Applied Psychometrics 101 Brief #
14: Demographically adjusted neuropsychological
(Heaton) norm-based scores are inappropriate for the diagnosis of MR/ID
Kevin S. McGrew, PhD.
Director
Dale G. Watson, PhD.
Berkeley, CA
Neuropsychological
assessments are sometimes part of psychological evaluations in Atkins MR/ID death penalty cases. These assessments include specialized tests,
often in addition to an age-appropriate IQ battery, that are
specifically designed to assess brain-behavior relations.
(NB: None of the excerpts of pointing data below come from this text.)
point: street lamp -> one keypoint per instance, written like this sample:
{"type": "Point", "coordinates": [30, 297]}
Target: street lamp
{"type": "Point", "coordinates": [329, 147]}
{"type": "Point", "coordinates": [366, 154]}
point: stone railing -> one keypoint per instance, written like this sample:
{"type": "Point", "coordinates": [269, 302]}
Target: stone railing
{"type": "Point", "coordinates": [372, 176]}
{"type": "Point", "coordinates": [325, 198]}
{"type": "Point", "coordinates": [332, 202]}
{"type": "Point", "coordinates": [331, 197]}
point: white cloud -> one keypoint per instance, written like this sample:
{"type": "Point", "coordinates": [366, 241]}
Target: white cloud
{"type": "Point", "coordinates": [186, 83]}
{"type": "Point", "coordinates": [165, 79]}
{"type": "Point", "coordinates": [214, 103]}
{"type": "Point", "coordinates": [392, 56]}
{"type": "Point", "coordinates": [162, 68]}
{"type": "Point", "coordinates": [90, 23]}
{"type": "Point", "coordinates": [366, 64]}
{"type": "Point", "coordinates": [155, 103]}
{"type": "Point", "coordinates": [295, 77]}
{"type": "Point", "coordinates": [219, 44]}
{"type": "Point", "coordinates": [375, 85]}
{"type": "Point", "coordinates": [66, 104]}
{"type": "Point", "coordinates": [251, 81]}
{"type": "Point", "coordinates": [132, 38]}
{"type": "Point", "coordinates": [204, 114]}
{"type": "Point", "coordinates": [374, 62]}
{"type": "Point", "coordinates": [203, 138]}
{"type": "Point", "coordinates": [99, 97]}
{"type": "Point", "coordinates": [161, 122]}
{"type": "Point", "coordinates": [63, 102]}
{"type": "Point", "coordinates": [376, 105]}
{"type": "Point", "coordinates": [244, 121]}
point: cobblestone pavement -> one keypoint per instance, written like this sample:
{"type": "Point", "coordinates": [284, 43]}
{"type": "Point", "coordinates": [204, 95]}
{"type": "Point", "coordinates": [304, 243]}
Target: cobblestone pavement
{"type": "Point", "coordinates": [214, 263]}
The neuropsychological-specific
tests (NPST) are used to draw inferences about brain function/dysfunction
and to provide functional implications of neuropsychological test data for a
person’s real-world functioning. NPST
batteries, as well as all the individual tests included in NPST batteries, are not designed or validated to provide
a reliable and valid estimate of a person’s general intelligence (of
course, an exception is the portion of the battery that may include an
individualized measure of general intelligence; e.g., WAIS-IV; WJ III; SB5).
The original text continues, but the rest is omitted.